MycroftAI / mimic2

Text to Speech engine based on the Tacotron architecture, initially implemented by Keith Ito.
Apache License 2.0
581 stars 103 forks source link

Alignment graph is fine during training; seems to get stuck when synthesized? #32

Closed Scrollkeeper closed 5 years ago

Scrollkeeper commented 5 years ago

Hi there, So I am training the model on 1,705 wav files which total to around 3 hours of data. The results have been fantastic so far, and it is already sounding clear at 3,000 steps. I realize more training is necessary but I've run into a problem when testing the model which seems more like a scripting problem than a Tacotron-based problem

The alignment graph so far when exported from a checkpoint during training: step-3000-align (Yes, I am aware it needs to train farther; however, the beginnings of alignment are definitely there.)

The alignment graph when exported from eval.py: eval-3000-2

The sound that is exported with eval.py sounds like the training data's voice, but stuck in a stuttering loop. I've tried it with a fresh clone of the repo as well, and I'm wondering if this is just a "needs more training" problem or something more.

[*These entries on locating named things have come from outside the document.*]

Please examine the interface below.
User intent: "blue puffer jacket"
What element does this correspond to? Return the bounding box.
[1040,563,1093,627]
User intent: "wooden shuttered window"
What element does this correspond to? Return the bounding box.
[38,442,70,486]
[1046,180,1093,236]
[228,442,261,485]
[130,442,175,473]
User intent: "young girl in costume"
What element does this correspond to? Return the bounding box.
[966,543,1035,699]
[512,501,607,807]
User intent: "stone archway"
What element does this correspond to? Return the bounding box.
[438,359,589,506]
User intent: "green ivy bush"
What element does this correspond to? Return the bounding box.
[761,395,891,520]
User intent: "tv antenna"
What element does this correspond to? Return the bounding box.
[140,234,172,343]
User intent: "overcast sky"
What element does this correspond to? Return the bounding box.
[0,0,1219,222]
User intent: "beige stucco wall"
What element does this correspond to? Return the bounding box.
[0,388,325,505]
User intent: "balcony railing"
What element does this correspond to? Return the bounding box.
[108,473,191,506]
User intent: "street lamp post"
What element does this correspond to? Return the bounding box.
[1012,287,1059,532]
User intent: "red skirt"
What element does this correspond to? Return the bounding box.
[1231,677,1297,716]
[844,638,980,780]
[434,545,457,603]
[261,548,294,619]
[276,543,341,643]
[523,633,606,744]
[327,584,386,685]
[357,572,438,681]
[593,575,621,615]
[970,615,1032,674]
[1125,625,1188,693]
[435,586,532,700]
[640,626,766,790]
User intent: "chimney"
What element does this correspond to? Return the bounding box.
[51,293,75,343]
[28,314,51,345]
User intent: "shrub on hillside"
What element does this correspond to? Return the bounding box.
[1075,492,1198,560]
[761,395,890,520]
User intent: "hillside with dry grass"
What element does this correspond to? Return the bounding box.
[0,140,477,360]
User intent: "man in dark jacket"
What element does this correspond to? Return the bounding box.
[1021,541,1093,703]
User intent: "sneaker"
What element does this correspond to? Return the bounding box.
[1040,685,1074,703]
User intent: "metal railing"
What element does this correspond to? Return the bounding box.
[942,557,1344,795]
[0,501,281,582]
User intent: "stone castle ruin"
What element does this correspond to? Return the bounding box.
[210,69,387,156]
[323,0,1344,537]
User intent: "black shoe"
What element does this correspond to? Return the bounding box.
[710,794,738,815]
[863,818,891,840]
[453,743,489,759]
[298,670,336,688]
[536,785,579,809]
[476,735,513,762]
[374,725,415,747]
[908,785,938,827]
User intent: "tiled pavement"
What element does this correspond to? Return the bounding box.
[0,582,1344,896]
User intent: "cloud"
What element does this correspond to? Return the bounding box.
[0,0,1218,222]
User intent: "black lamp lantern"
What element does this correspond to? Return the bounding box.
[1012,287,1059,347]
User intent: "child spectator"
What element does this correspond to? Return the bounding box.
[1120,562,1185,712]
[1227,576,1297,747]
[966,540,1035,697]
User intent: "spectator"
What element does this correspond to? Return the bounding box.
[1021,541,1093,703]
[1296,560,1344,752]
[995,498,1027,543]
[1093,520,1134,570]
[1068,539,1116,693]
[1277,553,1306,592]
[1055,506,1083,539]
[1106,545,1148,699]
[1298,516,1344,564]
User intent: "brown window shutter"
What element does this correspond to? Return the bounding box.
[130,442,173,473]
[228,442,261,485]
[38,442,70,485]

Thank you for your patience; I'm still relatively new to machine learning, and I appreciate your help. :)

Scrollkeeper commented 5 years ago

Thinking about it more, it probably is a "needs more training" problem. The people at https://github.com/keithito/tacotron say that without proper alignment you will still get good results from train.py's export while the actual synthesis is not quite there yet. Also, the stuttering that sounds like the training data is probably its alignment starting to work. I will let it train for a day or so more and report back. Any input is welcome in the meantime! :)

el-tocino commented 5 years ago

You should see a diagonal alignment line by 25-50k steps. After that a matter of fine tuning things to fit (or just training til you're happy with the results).

Scrollkeeper commented 5 years ago

Yep, definitely a "needs more training" scenario! Thank you for your time. :)